Hi all,
I am one of the co-authors of the IEEE Scale paper.
On Wednesday 23 July 2008, Dirk Riehle wrote:
Domas, thanks for your insights!
There is a fair amount of work on putting p2p architectures under wiki
engines but this work was the first to gain broader recognition, i.e.
win a prize at the IEEE Scale 2008 conference. So I'm assuming the work
is technically sound, even if it may not consider all the various
aspects of a real application. I asked one of the original authors to
comment on which of the issues you mention won't work well with their
architecture or whether they could easily be tacked on. Lets see whether
they'll show up.
> So, for now we have the task not to scale out
writes, but to scale
> reads (and read functionality) and maintain writes :)
According to the
wikipedia statistics 95% of the request are handled by the
squids. And scaling out the squids is not a hard problem. That is why we only
looked at the render farm and the databases.
As I understand the MySQL setup, you are running on a replicated MySQL
database. Read requests can be answered by any replica and write requests go
to all replicas. -> Adding more nodes does not increase your write capacity.
In our setup the replication degree is fixed.
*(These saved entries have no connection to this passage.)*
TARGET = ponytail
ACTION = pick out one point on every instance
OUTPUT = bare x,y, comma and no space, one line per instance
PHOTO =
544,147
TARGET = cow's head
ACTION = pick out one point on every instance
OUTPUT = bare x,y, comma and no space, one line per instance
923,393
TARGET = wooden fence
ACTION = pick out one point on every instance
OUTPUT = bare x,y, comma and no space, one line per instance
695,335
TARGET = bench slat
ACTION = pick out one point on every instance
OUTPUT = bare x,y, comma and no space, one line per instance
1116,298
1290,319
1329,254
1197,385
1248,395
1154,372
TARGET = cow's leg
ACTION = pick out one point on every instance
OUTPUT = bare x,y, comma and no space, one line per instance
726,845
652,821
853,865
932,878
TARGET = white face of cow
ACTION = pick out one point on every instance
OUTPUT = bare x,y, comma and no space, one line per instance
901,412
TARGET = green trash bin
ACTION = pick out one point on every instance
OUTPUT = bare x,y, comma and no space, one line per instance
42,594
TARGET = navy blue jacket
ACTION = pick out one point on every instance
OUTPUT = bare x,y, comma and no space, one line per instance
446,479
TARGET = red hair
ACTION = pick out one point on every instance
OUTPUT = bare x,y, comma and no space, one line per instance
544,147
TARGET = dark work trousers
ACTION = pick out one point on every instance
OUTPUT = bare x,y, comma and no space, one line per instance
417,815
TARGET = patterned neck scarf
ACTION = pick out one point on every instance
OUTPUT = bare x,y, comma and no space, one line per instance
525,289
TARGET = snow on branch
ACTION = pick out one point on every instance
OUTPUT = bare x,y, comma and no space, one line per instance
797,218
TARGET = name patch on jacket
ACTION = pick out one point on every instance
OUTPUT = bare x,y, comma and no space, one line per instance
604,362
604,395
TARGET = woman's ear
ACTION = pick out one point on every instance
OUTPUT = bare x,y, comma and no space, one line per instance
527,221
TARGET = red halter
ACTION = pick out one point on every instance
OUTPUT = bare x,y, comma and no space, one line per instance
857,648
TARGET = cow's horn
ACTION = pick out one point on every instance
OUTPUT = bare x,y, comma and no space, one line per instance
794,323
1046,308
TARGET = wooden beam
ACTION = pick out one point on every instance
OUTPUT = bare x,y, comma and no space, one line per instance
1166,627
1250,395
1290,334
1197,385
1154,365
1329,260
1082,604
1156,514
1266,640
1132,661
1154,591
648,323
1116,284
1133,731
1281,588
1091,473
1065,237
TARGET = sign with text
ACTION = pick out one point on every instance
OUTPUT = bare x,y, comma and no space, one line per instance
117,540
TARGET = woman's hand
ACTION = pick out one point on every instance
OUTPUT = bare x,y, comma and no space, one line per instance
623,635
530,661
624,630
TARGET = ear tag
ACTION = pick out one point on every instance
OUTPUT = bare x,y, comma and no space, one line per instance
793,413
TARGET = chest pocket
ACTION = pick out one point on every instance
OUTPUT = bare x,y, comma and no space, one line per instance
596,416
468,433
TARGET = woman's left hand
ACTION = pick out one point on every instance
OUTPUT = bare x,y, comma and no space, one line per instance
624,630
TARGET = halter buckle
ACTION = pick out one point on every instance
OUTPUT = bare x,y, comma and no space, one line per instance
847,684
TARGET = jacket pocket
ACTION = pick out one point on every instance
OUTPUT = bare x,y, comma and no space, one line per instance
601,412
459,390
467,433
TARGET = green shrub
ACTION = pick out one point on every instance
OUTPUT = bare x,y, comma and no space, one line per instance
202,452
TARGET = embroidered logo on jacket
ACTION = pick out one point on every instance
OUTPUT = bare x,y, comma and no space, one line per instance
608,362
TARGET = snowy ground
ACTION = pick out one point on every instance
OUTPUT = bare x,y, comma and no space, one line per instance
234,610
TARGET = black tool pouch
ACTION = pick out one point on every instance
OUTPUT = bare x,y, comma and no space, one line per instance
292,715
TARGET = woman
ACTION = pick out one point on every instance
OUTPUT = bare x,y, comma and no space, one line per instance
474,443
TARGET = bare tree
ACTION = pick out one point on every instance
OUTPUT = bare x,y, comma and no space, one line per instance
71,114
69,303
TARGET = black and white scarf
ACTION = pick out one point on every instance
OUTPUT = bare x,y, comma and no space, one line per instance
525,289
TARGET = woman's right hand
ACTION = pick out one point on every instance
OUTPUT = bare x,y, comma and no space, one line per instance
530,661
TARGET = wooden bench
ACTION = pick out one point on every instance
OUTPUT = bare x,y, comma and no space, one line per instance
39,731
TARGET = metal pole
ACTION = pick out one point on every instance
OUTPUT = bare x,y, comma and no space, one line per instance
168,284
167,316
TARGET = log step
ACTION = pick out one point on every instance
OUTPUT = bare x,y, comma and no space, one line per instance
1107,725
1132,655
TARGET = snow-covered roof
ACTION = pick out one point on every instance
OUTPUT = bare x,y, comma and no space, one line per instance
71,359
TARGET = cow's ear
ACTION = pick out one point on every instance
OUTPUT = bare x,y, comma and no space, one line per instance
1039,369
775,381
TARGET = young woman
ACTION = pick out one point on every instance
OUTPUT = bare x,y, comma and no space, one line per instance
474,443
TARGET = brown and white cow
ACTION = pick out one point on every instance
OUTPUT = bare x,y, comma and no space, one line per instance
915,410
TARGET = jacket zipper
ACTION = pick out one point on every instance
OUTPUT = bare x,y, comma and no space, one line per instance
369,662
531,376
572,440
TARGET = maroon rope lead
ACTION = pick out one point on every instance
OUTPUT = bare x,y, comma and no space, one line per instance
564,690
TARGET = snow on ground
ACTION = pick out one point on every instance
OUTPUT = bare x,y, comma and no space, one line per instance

Every item is stored k times, no
matter how many nodes you are using. So the write capacity is increasing with
the number of database nodes.
>
> P2P designs work great for isolated data, our data is very
> interdependent (media, templates, links, categories, etc). It is
> difficult to establish data clustering easily, as there're multiple
> views from multiple directions.
> Now, once the P2P architecture has to maintain all that, I'd like to
> see what performs better in reasonable scaling requirements...
That is indeed
a problem. Our store only supports key-value pairs. You can see
it as a large map/dictionary. We basically denormalized the SQL scheme.
So we have one map for mapping title names to their content (list of
versions):
"title name" -> [page_content]
Another map stores the pages belonging to a category:
"category name" -> [title names]
You can add most features in this way.
When you update a page you have to update several of these maps. But that is
what the transactions are for.
>> This is a research project, but if their
numbers are right, they are
>> an
>> order of magnitude faster and leaner. Organizational and legal
>> implications aside, a p2p architecture like the Internet itself is
>> really what you would want for a next generation MediaWiki.
We looked at
several scenarios here. You could run a p2p system within your
data center because it scales better, is easier to maintain, etc. You could
run one p2p overlay over several datacenters (here: Florida, Amsterdam, South
Korea). Then you have to take care of data placement and network
partitioning. Or you could run the p2p overlay over the users' pcs. But then
you run into trust issues.
Thorsten